In the below snapshot, BubbleSort.bubble_srt method was sampled more than 99% of the time and we can see that most of the CPU is spent on bubble_srt method. If we click on this row, we can expand the "Invocation Paths" to see which methods call above method. The "Called Methods" view may be further reviewed to investigate the details of this usage
In the below snapshot, merge_sort.merge method was sampled more than 31% of the time.
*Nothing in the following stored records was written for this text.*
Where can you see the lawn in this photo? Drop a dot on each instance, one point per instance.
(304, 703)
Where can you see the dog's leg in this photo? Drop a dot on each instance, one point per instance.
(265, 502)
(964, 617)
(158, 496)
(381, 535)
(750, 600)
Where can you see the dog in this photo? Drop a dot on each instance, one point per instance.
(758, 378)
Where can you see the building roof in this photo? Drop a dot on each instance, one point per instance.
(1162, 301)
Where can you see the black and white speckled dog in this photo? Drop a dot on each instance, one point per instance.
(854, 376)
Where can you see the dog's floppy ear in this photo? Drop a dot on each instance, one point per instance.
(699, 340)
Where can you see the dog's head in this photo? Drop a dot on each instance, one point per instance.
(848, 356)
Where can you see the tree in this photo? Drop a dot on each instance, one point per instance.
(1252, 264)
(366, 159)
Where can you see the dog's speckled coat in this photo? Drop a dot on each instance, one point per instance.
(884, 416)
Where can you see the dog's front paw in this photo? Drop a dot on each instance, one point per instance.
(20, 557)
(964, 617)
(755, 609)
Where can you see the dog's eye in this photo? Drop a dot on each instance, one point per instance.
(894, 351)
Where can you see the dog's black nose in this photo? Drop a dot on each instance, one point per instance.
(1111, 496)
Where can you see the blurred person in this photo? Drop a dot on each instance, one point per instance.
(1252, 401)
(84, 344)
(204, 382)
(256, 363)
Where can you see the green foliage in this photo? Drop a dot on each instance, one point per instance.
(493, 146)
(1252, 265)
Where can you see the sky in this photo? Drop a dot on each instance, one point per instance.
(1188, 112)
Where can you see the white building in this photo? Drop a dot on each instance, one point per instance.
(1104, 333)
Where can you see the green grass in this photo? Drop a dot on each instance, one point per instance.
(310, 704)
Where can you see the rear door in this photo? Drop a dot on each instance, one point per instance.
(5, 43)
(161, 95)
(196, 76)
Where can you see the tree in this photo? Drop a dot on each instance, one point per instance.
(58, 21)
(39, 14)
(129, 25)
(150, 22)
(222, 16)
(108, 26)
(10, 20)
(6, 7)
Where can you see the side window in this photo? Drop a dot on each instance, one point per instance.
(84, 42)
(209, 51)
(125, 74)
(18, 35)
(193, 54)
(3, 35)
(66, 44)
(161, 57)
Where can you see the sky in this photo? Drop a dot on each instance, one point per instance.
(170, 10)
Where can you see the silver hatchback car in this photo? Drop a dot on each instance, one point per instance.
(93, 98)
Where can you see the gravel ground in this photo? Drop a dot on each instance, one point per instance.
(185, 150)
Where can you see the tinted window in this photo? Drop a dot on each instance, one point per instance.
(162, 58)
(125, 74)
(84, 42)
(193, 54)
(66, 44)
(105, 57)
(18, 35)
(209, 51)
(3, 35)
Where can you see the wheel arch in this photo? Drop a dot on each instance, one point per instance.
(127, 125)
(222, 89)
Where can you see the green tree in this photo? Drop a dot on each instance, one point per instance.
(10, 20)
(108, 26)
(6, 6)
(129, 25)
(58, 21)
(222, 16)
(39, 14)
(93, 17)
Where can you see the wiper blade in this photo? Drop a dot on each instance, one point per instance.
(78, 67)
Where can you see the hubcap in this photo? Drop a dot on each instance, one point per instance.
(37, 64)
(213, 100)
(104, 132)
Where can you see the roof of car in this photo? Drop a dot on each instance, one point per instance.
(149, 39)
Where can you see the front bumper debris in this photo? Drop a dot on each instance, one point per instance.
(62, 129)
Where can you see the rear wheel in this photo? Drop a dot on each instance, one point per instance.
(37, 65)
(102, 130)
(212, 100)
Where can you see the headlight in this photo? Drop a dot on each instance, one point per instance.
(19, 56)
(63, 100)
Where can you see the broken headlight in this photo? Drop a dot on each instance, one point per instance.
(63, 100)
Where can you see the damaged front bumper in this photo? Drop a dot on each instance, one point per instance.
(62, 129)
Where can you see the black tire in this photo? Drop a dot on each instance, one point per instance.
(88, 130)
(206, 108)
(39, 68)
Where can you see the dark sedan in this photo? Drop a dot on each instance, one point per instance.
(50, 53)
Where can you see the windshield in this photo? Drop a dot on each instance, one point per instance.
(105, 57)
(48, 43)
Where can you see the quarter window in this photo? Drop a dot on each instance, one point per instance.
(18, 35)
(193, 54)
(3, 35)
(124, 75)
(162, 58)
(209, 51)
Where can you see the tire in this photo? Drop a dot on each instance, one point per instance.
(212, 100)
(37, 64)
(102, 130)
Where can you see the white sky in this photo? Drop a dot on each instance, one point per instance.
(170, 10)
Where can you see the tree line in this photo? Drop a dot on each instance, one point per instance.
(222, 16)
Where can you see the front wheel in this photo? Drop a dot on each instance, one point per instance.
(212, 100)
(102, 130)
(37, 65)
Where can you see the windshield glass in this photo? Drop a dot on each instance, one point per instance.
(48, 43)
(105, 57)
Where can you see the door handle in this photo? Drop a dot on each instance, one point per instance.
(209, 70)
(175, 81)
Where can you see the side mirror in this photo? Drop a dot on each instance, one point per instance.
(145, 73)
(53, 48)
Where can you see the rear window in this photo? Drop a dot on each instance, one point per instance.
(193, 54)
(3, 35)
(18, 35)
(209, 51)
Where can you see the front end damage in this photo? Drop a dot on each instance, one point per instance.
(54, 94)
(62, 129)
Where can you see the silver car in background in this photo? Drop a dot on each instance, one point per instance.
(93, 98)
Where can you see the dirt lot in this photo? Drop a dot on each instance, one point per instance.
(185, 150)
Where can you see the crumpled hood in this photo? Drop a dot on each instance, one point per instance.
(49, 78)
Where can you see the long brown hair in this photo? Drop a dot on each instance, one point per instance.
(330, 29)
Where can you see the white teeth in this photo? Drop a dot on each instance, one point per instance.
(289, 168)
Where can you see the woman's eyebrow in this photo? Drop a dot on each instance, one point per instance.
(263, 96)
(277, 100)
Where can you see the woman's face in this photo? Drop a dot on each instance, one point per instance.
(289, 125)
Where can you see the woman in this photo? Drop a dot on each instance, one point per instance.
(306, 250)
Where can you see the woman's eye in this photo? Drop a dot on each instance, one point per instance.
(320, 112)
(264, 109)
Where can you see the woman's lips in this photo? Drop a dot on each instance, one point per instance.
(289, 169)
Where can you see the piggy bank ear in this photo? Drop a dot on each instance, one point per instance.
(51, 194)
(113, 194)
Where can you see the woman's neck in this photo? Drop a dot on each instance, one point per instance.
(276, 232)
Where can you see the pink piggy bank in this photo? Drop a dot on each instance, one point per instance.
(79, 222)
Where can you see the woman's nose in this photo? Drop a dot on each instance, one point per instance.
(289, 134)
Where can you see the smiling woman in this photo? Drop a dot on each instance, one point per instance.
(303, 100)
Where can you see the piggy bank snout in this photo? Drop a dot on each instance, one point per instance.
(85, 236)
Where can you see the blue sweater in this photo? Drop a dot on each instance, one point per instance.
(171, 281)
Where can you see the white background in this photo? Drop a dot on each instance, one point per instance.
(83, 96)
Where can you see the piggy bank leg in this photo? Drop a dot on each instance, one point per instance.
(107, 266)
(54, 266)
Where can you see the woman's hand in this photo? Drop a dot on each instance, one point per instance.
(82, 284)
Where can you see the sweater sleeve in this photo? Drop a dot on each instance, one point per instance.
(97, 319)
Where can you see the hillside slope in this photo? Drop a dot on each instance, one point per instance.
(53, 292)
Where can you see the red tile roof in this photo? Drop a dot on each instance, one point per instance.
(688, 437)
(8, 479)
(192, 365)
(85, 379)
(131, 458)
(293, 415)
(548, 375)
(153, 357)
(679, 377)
As compared to Bubble Sort example, merge short was sampled way less .
So in summary, once we establish a baseline and load the application in the problem context with HC configuration, collect data and launch the client, it is very intuitive and simple to perform the performance analysis, isolate the component, module, class and methods that impart in the degradation.
Performance best practices
- If you find your application getting short on memory and paging heavily, add more memory to the system to buy more bandwidth to the paging space.
- Fix memory leaks in your application. A memory leak is bad because it blocks memory resources and degrades system performance over time.
- Set an appropriate Java heap size to deliver optimal throughput and response time. JVM verbosegc output helps in determining the optimal settings.
- Configure thread and connection pools to enable sufficient concurrency. This is important for high volume, highly concurrent workloads, because the thread pool settings directly influence how much work can be concurrently processed by the server.
- Run the application in a profiler like IBM HealthCenter and monitor CPU usage and Look for those methods where the CPU spends most its time.
- For the top methods in your application, work out where the time is being spent. Is it all I/O? Calculations? Multi-thread synchronisation? Object allocation/deallocation? A poor algorithm with n-squared or worse complexity? Or Something else?
- Each time if you change anything like code changes or software upgrades, measure and work out whether you've actually improved anything. Roll back the ineffective changes and work out where the problem has moved to if the change worked.
- Make sure you are using the latest version of every product because there are often performance or tooling improvements available.